Validate 10|z: 8 Cases to Consider

[1+1=1]

if a number is a cube and a square the only forms will be 9k or 9k+1. any suggestions as to how to vaidate this?? would the 8 cases work? from 9k to 9k+8? what does everyone else think?

yet another...

10 divides z if and only if (10,z) does not = 1.

 

[Muzza]

10 divides z if and only if (10,z) does not = 1.

Obviously if 10 divides z, then (10, z) is not 1 (it must be at least 10). But the converse is not true, consider z = 2...

 

[1+1=1]

that really doesn't help much, i kind of thought of that. this is one of those proofs that need to show one way then the other. that is all i am coming up with.

 

[Muzza]

this is one of those proofs that need to show one way then the other.

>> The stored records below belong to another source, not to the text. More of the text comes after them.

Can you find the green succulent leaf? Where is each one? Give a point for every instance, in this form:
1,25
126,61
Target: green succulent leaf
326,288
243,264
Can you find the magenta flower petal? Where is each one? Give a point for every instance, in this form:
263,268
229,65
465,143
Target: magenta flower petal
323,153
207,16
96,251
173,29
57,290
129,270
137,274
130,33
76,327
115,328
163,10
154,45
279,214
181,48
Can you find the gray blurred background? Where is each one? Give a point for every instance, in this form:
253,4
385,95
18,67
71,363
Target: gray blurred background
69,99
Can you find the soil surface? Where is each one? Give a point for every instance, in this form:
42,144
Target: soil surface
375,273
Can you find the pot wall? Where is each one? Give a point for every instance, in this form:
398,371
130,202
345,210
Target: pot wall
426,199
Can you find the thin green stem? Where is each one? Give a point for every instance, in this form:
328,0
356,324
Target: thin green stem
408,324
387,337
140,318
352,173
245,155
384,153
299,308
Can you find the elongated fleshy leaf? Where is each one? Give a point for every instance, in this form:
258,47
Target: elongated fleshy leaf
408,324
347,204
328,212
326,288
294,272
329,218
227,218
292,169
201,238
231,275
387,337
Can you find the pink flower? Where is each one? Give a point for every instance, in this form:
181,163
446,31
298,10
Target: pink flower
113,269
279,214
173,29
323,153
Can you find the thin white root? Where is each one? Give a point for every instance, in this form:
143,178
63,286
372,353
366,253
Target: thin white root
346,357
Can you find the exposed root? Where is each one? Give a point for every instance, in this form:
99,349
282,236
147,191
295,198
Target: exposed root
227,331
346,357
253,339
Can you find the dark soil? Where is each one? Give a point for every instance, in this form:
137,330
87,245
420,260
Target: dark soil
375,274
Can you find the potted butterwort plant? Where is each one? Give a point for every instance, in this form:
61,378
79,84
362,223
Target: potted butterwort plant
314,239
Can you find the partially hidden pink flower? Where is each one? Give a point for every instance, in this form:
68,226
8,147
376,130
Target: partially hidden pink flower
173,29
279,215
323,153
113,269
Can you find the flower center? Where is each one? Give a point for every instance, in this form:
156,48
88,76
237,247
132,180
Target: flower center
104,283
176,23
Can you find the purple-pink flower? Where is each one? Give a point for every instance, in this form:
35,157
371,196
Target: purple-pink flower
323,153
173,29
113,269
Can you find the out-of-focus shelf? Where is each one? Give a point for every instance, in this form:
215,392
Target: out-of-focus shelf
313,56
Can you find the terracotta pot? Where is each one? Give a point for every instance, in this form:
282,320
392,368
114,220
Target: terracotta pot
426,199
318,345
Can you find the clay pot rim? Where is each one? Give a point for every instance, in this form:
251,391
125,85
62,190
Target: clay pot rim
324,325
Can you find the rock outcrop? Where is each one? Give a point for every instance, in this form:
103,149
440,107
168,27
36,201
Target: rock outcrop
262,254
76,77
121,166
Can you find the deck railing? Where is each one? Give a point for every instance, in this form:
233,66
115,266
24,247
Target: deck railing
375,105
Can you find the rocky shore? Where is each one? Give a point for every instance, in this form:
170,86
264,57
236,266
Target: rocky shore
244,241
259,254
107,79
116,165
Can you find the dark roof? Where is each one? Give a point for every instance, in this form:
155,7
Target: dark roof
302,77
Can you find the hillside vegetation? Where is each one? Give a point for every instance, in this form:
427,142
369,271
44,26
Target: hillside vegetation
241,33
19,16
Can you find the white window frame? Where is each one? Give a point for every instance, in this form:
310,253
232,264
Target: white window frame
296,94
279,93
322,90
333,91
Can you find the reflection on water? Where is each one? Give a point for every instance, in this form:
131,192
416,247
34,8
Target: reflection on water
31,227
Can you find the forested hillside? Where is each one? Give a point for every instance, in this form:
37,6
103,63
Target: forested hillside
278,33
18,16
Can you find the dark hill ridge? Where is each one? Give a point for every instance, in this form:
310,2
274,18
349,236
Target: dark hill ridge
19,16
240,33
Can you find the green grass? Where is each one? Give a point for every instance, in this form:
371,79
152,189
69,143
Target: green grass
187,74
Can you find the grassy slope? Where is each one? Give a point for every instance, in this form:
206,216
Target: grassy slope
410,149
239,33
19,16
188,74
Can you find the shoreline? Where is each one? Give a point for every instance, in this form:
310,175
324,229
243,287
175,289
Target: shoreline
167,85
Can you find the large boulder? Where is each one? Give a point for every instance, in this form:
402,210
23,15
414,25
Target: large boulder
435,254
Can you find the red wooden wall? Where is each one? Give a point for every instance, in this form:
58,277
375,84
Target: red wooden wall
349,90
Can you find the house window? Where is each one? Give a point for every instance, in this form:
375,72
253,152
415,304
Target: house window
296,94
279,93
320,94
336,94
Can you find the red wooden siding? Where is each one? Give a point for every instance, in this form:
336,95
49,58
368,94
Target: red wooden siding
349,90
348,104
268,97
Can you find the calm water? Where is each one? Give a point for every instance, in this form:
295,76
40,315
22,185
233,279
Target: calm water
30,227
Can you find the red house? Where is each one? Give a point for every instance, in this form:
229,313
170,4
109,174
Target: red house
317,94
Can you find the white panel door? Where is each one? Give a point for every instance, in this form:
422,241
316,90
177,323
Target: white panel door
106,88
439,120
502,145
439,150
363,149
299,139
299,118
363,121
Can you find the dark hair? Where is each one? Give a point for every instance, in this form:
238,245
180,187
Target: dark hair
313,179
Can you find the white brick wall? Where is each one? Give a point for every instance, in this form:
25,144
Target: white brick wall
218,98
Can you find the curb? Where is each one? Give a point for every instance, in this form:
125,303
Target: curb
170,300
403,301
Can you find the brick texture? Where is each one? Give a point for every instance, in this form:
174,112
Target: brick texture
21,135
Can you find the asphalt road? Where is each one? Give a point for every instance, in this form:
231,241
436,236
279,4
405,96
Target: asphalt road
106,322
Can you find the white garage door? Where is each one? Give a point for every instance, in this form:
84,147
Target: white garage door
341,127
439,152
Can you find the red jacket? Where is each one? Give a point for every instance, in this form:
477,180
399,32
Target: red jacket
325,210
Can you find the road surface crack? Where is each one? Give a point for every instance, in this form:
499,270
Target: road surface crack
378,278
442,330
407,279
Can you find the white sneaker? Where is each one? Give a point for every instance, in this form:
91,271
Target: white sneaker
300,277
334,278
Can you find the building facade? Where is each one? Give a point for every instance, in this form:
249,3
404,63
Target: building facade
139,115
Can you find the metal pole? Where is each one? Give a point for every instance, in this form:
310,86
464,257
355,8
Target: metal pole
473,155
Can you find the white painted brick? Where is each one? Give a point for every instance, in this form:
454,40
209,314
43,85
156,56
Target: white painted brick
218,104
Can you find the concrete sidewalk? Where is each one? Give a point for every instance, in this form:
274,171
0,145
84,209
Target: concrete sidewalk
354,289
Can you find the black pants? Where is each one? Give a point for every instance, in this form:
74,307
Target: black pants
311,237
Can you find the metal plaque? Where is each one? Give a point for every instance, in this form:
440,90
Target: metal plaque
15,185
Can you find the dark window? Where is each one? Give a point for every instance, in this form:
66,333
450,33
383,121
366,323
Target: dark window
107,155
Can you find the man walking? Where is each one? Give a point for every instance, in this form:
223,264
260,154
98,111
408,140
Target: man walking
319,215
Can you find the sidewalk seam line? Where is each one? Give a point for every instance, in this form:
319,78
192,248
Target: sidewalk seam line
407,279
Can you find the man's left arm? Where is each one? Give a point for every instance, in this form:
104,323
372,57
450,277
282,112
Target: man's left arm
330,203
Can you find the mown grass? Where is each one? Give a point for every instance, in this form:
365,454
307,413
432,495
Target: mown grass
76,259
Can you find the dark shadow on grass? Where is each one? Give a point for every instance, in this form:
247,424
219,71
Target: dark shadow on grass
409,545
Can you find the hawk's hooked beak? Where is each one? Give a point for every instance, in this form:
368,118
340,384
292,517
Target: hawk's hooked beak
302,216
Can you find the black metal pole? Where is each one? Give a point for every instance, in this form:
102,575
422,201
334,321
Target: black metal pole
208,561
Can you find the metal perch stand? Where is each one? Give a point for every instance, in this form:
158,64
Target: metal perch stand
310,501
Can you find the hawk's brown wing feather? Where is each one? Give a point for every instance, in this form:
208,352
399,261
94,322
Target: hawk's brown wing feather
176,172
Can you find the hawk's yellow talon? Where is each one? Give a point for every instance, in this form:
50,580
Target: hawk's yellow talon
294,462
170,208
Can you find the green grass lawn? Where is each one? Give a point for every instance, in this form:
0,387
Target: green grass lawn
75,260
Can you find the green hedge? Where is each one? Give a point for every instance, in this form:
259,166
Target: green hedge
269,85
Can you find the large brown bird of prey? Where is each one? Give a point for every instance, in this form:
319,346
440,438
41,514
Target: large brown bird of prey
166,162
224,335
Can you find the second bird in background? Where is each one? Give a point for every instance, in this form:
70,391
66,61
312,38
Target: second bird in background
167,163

But, uh, didn't I just give a counterexample to the other implication? And thus, it's false?

 

[1+1=1]

so if i have the left hand side saying that if you choose n = 1, then that says that (10,n) cannot = 1. with = to 2, it says the same thing, so it would work for all n except for 10, and that would givbe you 1. the right hand side would say that (10,n) not = 1. could i assume that it DOES = 1 and show a contradiction? would that be valid for this type of proof?

 

[1+1=1]

does anyone have any suggestions on the first question? would showing the 8 cases be the easiest way to p[rove this? i am thinking so, just square them and cube at the same time, or should i square them first THEN cube?

 

[Gokul43201]

For a number, k, to be a square and a cube, it needs to be the 6th power of another number. This is evident from the prime factorization of k. So, we need to show that

k = n^{6m} \equiv 0 or 1 (mod 9)

So we need consider only the nine cases n=0,1,2,...,8

0^{6} = 0 \equiv 0 (mod 9)

1^{6} = 1 \equiv 1 (mod 9)

2^{6} = 64 \equiv 1 (mod 9)

3^{6} \equiv 6^{6m} \equiv 0 (mod 9)

4^{6} = 2^{12} \equiv 1 (mod 9)

5^{6} \equiv (-4)^6 = 4^6 \equiv 1 (mod 9)

7^{6} \equiv (-2)^6 = 2^6 \equiv 1 (mod 9) and

8^{6} \equiv (-1)^6 = 1 (mod 9)

And of course, 0^m = 0 and 1^m = 1, so that completes the proof.